不過,木端元闊現在傷上加傷,許多人都不認爲他還有還手的餘地。
“畜生,這麽殺了你,太便宜你了,我要用最狠的手段,慢慢折磨你!”廖明雪并沒有失望,冷冷的站起來,她想起藤川細語那種藥,現在木端元闊失去手臂,就沒辦法撕扯皮肉,這更能折磨死這個畜生。
可就在這時,木端元闊忽然睜開雙眼,眼中迸射出一種難以言喻的怨毒。
糟糕!
不少人都發現了這個變故,直接木端元闊忽然張開嘴,一個起身,就順勢要沖着廖明雪的脖頸咬去。

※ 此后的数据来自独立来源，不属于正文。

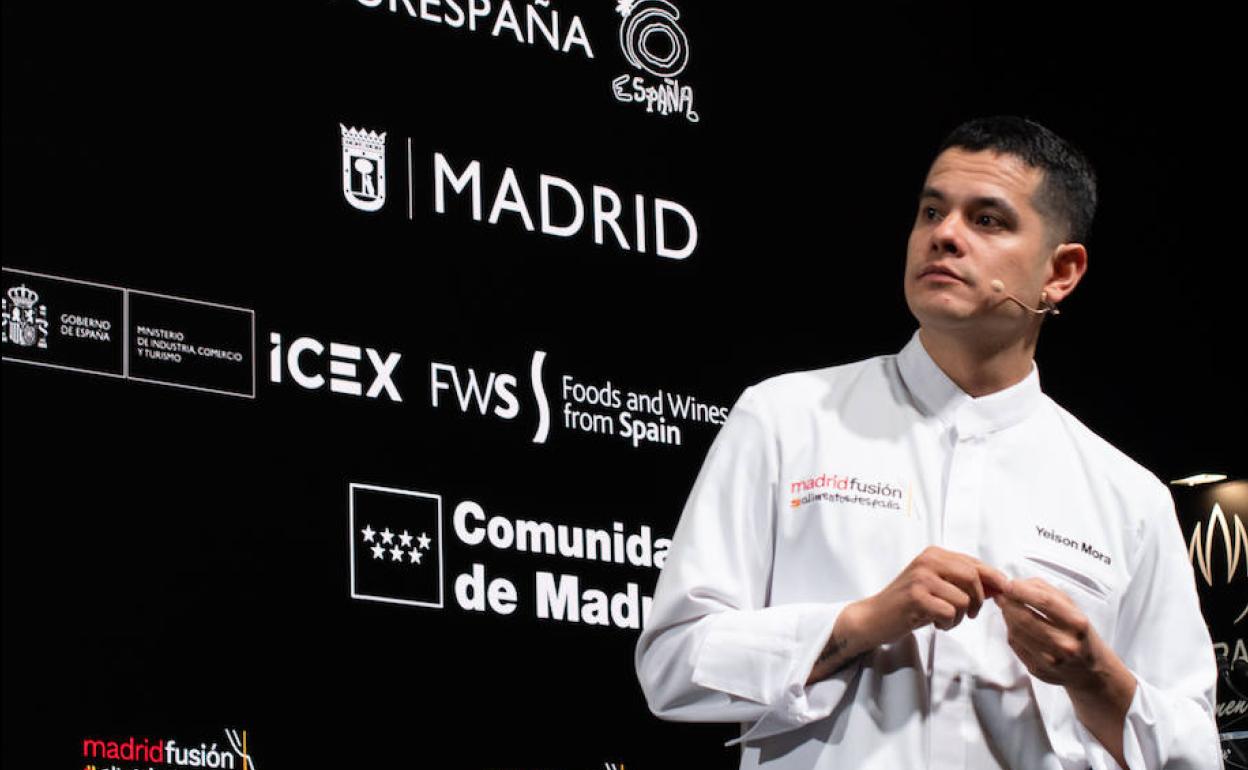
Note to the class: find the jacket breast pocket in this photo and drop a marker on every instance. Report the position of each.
(1091, 592)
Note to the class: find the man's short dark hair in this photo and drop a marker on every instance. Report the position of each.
(1067, 194)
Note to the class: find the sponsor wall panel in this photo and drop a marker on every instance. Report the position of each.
(355, 377)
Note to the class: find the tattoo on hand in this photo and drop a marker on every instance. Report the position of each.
(834, 648)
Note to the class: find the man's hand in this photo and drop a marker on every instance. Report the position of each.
(939, 587)
(1058, 645)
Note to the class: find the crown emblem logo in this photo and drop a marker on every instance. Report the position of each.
(23, 297)
(25, 323)
(363, 167)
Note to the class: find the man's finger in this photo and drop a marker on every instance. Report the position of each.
(956, 597)
(1052, 603)
(995, 582)
(960, 572)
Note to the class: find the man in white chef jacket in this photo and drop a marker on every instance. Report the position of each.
(921, 560)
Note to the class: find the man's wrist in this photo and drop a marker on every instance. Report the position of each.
(846, 642)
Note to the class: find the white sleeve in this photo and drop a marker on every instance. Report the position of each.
(713, 649)
(1163, 639)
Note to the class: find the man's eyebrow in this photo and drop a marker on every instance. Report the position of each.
(984, 200)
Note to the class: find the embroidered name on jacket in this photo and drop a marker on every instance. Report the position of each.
(850, 491)
(1080, 545)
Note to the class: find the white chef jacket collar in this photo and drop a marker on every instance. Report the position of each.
(941, 397)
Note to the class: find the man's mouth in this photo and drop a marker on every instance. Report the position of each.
(939, 271)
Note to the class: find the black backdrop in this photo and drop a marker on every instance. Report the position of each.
(176, 560)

這千鈞一發之際,廖明雪吓得魂飛魄散,她沒想到木端元闊受了這麽重的傷,還有餘力,徹底懵了。
眼看着就要香消玉損,忽然,一道寒光閃過。
“在我面前殺人,太不給我面子了。”
隻見木端元闊眉心處,出現了一支飛镖。而所羅門神色優雅灑脫,似乎他不是在殺人,而是在跟某個心怡的女生示愛。
噗通!
木端元闊倒在地上,直到過了三秒鍾,廖明雪才回過神來,尖叫一聲,就噗噗噗往後退了幾步,一臉的心有餘悸。
“美麗的小姐,他死了,再也活不過來了。”
“真的?”
對于所羅門的話,廖明雪将信将疑,顯然被吓得不輕,最後,她撞着膽子靠近,伸腳蹭了蹭,見木端元闊沒動,神色冷了下來,“死了嗎?嘿嘿,死了也好,把你剁碎了喂狗,說到做到,我已經跟狗場的人聯系好了,把你放進絞肉機裏,再以豬肉的方式給送到狗場去!”